Introduction to Kant's Anthropology
- Author: Michel Foucault
- Language: French
- Subject: Anthropology from a Pragmatic Point of View
- Publisher: Semiotext(e)
- Publication date: 2008
- Publication place: France
- Media type: Print (Paperback)
- Pages: 124
- ISBN: 978-1-58435-054-5
- OCLC: 153578160

= Introduction to Kant's Anthropology =

2008 essay

Introduction to Kant's Anthropology (Introduction à l'Anthropologie) is an introductory essay to Michel Foucault's translation of Immanuel Kant's 1798 book Anthropology from a Pragmatic Point of View — a textbook deriving from lectures he delivered annually between 1772/73 and 1795/96. Both works together served as his secondary thesis (his major being Folie et Déraison: Histoire de la folie à l'âge classique), although Foucault's translation of the Anthropology was published separately by Vrin in 1964. The introduction was published in an English translation by Arianna Bove on generation-online.org in 2003.

==Overview==
Foucault holds that in Kant's Anthropology, the conditions of possibility of experience (transcendental subjectivity) are referred back to the empirical existence of the subject.
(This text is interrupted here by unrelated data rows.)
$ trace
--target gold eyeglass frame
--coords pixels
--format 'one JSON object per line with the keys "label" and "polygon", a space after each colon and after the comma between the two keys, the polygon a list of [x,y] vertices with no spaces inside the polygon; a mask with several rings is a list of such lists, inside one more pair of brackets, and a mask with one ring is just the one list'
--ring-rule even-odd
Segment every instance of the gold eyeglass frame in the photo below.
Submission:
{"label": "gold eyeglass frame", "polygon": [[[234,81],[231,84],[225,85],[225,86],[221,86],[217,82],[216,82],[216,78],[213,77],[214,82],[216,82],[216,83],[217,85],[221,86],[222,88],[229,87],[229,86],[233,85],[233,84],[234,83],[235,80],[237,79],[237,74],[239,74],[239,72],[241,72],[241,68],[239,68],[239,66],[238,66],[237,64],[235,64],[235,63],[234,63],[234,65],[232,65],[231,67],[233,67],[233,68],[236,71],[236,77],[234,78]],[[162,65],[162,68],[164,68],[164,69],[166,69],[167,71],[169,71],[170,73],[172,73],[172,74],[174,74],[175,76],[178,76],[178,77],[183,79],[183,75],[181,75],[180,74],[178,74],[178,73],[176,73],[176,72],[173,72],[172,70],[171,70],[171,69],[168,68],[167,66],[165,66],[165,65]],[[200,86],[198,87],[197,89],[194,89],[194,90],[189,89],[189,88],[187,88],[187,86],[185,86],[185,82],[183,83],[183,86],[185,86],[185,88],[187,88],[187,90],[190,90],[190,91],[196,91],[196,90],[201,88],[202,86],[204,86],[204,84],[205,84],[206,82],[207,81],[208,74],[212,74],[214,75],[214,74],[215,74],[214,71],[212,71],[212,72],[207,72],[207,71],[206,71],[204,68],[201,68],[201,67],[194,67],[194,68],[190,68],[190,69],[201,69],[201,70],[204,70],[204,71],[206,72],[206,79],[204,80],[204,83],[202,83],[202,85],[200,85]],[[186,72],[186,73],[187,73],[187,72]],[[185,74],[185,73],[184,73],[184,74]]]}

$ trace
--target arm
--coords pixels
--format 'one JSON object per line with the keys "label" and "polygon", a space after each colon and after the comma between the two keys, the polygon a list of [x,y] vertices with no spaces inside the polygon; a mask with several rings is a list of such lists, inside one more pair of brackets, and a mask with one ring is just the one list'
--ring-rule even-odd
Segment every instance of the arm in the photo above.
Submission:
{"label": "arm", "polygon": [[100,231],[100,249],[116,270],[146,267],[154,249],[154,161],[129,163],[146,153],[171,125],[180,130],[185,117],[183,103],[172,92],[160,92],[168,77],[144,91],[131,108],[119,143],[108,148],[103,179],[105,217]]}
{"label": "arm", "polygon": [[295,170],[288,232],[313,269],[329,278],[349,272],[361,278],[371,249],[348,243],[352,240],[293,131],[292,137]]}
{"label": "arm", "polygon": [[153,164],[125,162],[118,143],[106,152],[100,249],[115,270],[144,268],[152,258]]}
That is to say, in an attempt to understand how we experience the world Kant inaugurates the idea of studying ourselves as empirical objects. However, since Kant has made clear in the Critique of Pure Reason that the transcendental subject cannot exist within chronology, since it is the starting point of knowledge (it is within time in the sense that things happen to it, but it is outside of time in the sense that causal changes amongst phenomena require our transcendental perception in order to become chronological) then a contradiction arises regarding the possibility of the transcendental subject being the starting point of an understanding of the limits of knowledge:

…the relation of the given and of the a priori takes a reverse structure in the Anthropology to that revealed in the Critique. The a priori in the order of knowledge, becomes in the order of concrete existence an originary which is not chronologically first but which, as soon as it appears…reveals itself as already there.
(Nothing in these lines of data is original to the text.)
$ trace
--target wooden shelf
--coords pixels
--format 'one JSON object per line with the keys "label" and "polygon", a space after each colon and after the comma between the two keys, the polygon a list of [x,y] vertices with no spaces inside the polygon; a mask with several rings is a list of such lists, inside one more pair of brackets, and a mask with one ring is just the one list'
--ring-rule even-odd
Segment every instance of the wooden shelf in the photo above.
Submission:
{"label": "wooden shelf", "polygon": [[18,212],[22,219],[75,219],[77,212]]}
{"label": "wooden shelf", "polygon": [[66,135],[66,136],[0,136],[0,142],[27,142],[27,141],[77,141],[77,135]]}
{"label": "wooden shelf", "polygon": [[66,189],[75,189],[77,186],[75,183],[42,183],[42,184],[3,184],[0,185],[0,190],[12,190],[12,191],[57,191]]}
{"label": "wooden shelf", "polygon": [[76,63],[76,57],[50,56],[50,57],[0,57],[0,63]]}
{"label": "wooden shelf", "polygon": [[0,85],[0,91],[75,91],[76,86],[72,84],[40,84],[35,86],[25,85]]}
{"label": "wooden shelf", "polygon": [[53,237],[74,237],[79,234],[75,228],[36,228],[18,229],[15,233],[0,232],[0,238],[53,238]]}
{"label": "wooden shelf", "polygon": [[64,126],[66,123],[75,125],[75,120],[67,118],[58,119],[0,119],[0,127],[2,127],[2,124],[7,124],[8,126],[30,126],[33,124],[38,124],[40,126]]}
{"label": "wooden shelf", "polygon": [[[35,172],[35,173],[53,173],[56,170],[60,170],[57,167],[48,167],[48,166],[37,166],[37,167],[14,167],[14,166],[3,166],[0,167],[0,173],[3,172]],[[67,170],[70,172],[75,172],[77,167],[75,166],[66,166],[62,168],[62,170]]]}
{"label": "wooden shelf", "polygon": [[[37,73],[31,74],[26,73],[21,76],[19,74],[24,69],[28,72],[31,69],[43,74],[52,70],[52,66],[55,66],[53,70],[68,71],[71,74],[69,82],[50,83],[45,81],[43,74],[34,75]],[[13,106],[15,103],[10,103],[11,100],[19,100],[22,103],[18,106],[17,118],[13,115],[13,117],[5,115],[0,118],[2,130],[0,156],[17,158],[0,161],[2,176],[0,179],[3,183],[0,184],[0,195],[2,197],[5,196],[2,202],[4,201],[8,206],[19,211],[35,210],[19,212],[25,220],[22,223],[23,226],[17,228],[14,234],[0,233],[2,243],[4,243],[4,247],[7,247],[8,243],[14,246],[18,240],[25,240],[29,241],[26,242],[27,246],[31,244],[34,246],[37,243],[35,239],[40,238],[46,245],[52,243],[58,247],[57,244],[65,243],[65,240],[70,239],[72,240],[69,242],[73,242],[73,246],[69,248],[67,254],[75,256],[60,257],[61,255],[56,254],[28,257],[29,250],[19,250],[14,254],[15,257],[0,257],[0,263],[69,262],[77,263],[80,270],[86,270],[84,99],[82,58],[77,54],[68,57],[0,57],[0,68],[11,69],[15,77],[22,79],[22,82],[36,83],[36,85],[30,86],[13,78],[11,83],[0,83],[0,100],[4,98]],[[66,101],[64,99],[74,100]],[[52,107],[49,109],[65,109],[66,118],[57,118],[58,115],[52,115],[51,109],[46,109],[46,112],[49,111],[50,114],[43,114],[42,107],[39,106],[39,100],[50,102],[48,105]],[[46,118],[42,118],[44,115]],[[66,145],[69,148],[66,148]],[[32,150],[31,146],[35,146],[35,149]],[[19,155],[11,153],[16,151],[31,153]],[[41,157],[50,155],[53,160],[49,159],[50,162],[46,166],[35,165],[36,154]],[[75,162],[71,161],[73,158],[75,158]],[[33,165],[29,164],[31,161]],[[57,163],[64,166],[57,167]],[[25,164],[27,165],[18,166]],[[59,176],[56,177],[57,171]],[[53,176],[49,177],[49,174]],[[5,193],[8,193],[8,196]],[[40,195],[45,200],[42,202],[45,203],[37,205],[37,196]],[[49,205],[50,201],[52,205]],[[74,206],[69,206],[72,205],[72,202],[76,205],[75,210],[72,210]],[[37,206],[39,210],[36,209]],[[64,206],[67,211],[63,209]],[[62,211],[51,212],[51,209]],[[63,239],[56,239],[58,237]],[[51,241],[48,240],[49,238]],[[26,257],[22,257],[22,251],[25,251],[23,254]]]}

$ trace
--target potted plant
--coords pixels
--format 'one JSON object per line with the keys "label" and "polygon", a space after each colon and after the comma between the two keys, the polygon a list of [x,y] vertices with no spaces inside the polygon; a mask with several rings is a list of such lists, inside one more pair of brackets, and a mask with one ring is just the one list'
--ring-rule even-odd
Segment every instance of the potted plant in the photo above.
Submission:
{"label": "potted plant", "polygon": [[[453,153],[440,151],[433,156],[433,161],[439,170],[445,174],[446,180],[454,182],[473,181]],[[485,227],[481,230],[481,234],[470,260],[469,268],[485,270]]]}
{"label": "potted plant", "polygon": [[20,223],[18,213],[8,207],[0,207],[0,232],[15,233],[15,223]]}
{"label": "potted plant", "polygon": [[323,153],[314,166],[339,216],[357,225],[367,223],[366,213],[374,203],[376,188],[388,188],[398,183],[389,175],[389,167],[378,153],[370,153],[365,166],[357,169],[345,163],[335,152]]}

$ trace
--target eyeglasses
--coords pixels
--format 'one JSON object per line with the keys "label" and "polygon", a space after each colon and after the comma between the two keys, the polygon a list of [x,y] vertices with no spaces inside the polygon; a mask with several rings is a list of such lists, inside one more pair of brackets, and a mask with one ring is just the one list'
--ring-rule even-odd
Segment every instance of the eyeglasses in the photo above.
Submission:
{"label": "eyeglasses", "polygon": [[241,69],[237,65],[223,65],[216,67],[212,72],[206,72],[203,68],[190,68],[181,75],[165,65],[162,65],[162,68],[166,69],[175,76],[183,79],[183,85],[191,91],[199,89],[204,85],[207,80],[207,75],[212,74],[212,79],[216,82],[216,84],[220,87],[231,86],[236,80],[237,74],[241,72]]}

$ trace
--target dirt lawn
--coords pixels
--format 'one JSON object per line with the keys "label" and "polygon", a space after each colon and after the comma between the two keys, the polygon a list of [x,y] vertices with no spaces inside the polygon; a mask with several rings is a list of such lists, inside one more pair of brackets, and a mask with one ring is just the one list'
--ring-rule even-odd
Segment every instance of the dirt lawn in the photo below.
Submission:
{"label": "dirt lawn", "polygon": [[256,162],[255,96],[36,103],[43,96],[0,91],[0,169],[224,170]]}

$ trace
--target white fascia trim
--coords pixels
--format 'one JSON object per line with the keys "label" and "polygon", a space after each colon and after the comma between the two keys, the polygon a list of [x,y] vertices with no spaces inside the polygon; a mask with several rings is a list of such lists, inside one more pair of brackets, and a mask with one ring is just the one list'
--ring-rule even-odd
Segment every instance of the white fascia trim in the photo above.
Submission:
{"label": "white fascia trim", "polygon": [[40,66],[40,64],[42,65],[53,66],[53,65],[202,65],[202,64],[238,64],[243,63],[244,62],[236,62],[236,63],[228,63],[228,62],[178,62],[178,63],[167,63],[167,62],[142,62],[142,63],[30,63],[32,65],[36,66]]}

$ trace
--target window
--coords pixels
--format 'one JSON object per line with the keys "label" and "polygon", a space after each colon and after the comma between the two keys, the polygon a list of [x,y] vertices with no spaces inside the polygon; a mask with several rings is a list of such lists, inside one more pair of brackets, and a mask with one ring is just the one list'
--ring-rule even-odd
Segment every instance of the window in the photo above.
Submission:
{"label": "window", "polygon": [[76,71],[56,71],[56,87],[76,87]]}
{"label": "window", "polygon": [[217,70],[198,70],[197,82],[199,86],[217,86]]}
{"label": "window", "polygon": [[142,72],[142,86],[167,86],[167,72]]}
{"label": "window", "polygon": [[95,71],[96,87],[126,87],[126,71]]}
Thus, the transcendental subject - man as the ultimate a priori (requiring no empirical study in order to be known to exist) that as the basis of thought is the foundation of all empirical knowledge - cannot be the basis of knowledge if, simultaneously, it can be investigated as an object of that knowledge. If it is an object of knowledge, then it exists chronologically, within things to be perceived, and therefore requires ordering by our perception. If that is the case, then it is constantly both present and not present, pre-existing enquiry and existing within enquiry, and therefore leading to an oscillation between knowing subject and subject to be known.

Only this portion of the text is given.